The pediatric skull differs drastically from the adult skull in terms of composition, rigidity, and structure. However, there is limited data which quantifies the mechanical properties of the pediatric skull. The lack of mechanical data may inhibit desired pediatric craniofacial surgical outcomes as current methodologies and materials employed for the pediatric population are adapted from those used for adults. In this study, normally discarded parietal bone tissue from eight pediatric craniosynostosis surgery patients (aged 4 to 10 months) was collected during reconstructive surgery and prepared for microstructural analysis and mechanical testing. Up to 12 individual coupon samples of fresh, never frozen tissue were harvested from each specimen and prepared for four-point bending testing to failure. The microstructure of each sample was analyzed using micro-computed tomography before and after each mechanical test. From this analysis, effective geometric and mechanical properties were determined for each sample (n = 68). Test results demonstrated that the pediatric parietal skull was 2.0 mm (±0.4) thick, with a porosity of 36% (±14). The effective modulus of the tissue samples, determined from the initial slope of the sample stress-strain response using Euler beam theory and a nonlinear Ramberg-Osgood stress-strain relationship, was 4.2 GPa (±2.1), which was approximately three times less stiff than adult skull tissue reported in the literature. Furthermore, the pediatric skull was able to bend up to flexural failure strains of 6.7% (±2.0), which was approximately five times larger than failure strains measured in adult skull. The disparity between the measured mechanical properties of pediatric skull tissue and adult skull tissue points towards the need to reevaluate current surgical technologies, such as pediatric cranial surgical hardware, so that they are more compatible with pediatric tissue.
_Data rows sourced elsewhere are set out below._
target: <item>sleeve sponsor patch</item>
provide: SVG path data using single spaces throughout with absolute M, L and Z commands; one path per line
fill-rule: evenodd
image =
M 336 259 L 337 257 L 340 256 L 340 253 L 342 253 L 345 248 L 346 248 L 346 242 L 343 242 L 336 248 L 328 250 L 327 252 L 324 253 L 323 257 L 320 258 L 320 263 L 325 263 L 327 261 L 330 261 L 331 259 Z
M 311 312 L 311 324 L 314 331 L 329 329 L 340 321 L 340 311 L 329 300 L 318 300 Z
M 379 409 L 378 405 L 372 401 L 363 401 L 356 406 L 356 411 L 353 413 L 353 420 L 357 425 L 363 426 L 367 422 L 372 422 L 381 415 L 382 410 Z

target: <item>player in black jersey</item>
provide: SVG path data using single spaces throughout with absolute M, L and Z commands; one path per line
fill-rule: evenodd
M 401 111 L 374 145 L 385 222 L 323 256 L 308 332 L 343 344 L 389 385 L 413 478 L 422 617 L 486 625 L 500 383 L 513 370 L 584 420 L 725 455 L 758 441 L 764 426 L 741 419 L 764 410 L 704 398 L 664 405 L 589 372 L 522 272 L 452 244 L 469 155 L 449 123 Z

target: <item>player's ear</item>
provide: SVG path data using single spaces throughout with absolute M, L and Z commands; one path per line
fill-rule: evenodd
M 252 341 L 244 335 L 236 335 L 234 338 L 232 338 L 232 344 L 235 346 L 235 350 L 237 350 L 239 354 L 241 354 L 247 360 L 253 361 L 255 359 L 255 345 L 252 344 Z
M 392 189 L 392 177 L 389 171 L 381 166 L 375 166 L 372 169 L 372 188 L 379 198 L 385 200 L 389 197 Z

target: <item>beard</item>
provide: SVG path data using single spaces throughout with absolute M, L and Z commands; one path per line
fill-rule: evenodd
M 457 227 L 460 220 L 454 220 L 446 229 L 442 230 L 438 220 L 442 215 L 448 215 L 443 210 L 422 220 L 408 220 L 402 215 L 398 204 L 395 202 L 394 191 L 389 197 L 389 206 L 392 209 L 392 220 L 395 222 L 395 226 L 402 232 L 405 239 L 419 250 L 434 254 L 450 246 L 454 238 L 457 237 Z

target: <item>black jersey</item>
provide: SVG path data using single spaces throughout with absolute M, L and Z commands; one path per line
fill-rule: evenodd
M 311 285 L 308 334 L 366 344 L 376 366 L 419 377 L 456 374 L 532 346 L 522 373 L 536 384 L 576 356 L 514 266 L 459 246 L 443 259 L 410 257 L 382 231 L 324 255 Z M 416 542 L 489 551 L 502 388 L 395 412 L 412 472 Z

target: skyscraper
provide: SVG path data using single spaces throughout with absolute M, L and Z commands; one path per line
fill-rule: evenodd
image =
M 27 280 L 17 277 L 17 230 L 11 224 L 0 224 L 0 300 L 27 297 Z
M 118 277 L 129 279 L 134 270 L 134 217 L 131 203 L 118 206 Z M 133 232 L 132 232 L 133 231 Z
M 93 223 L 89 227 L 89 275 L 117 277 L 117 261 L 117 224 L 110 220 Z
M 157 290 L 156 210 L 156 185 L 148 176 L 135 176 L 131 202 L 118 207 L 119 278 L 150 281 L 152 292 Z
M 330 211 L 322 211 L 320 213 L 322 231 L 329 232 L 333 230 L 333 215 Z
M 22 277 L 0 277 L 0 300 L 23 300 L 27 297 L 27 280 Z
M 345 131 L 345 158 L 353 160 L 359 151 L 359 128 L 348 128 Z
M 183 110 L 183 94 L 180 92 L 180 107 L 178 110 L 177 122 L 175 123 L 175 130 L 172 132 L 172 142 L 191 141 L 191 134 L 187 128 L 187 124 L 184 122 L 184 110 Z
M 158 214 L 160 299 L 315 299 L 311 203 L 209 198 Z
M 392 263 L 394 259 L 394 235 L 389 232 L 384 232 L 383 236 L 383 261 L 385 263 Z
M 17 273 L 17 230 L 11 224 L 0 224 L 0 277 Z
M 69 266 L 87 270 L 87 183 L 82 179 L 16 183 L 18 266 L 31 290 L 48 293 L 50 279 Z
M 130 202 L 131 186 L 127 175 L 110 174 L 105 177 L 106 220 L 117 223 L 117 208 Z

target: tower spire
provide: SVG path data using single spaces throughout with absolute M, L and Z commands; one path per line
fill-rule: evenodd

小儿颅骨在组成、刚性和结构方面与成人颅骨有很大的不同。然而,目前量化小儿颅骨力学性能的数据有限。由于目前用于小儿人群的方法和材料是从成人使用的方法和材料改编而来,缺乏力学数据可能会抑制小儿颅面外科的理想结果。在这项研究中,在重建手术期间从 8 名小儿颅缝早闭手术患者(年龄 4 至 10 个月)正常丢弃的顶骨组织中收集组织,并准备进行微观结构分析和机械测试。从每个标本中采集了多达 12 个新鲜、从未冷冻的组织的单个试件,并准备进行四点弯曲测试直至失效。在每个机械测试前后,使用微计算机断层扫描分析每个样本的微观结构。通过该分析,为每个样本(n=68)确定了有效的几何和力学性能。测试结果表明,小儿顶骨颅骨厚 2.0 毫米(±0.4),孔隙率为 36%(±14)。使用欧拉梁理论和非线性 Ramberg-Osgood 应力-应变关系从样品的初始斜率确定组织样品的有效模量,为 4.2GPa(±2.1),大约比文献中报道的成人颅骨组织硬 3 倍。此外,小儿颅骨能够弯曲至 6.7%(±2.0)的弯曲失效应变,大约比成人颅骨测量的失效应变大 5 倍。小儿颅骨组织的测量力学性能与成人颅骨组织之间的差异表明需要重新评估当前的外科技术,例如小儿颅骨外科硬件,以便使其更适合小儿组织。